Traynham mentioned the increased circulation and reduced swelling brought by walking in the water is a great benefit of water aerobics. Furlow further explains, “Most importantly, water aerobics is geared toward a non-weight-bearing exercise. If you have some pre-existing concerns, such as lower back pain, knee problems, hip problems, etc., water walking would be ideal.”
Grab Extra Equipment for a Boost
Water aerobics doesn’t have to be just doing cardio in a pool. It can also include a few extra tools to help increase your intensity and build muscle.
Traynham says people can use a readily available and low-cost pool noodle to add resistance to their workouts when working with the arms. Another piece of equipment that can be added to a water aerobics workout is the barbell. Coming in a variety of shapes and sizes, barbells can increase resistance while adding strength training to your workout.
“If all else fails, you can always use the barbells,” Furlow says. “You can’t really get into too much trouble with the barbells, but you may run into a little bit of a risk when you’re using the flotation device.”
Exercises to Try at Home
When it comes to doing water aerobics in your own pool, there are a variety of exercises that can be done safely. In a 30-minute session, Traynham suggests a variety of moves to get your heart rate up.
In shallow water, people can practice walking or jogging, walking backwards, swinging the arms and kicking their feet up as they walk.
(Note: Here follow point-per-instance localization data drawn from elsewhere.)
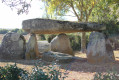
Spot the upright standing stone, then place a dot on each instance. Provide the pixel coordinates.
(32, 48)
(13, 46)
(61, 43)
(99, 49)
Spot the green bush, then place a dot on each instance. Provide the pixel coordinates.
(106, 76)
(12, 72)
(50, 72)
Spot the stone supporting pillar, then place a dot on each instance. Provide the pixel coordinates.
(61, 43)
(32, 48)
(99, 49)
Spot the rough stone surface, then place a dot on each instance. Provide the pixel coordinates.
(57, 56)
(44, 46)
(48, 26)
(32, 48)
(61, 43)
(99, 49)
(13, 46)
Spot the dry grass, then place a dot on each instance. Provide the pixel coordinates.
(77, 70)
Exercises like jumping jacks, side stepping and resistance training with the noodles can also increase your cardio.
Traynham also says that those who are comfortable with deep water can add a few other exercises and equipment, like jogging in place, walking or using weights or noodles, kick boards and weight balls.
One thing people who practice water aerobics on their own will have to keep in mind is the safety aspect. When practicing in a class, participants have instructors keeping an eye on form and lifeguards making sure participants stay safe in the water. But at home, many people are on their own.
When practicing in your backyard pool, Furlow suggests staying in shallow water. “I would recommend that you are in shallow water because if you lose your footing and you’re home alone, I don’t know what could happen,” she says.
Traynham also mentioned another way to stay safe in your private pool is to include someone else. She suggests having someone check in on you during your workout or inviting a friend to join your workout session.
Another key safety tip that both instructors stress is staying hydrated. “Even in the water, you need to hydrate. Always bring your water bottle,” says Traynham.
Take Your Workout on Land
There are ways to transform your water workout to land if you don’t have a private pool or your community pool is closed for the summer.
Traynham says other low-impact exercises, like walking and running, Pilates, yoga or tai chi, are comparable to many of the water exercises done during class.
If you are looking for a way to take the weight and impact of your joints, chair exercises are also an option for land exercises. Furlow recommends “a chair, because you take the weight off your joints and you’re still able to get the cardio, as well as the body conditioning, without overextending yourself.”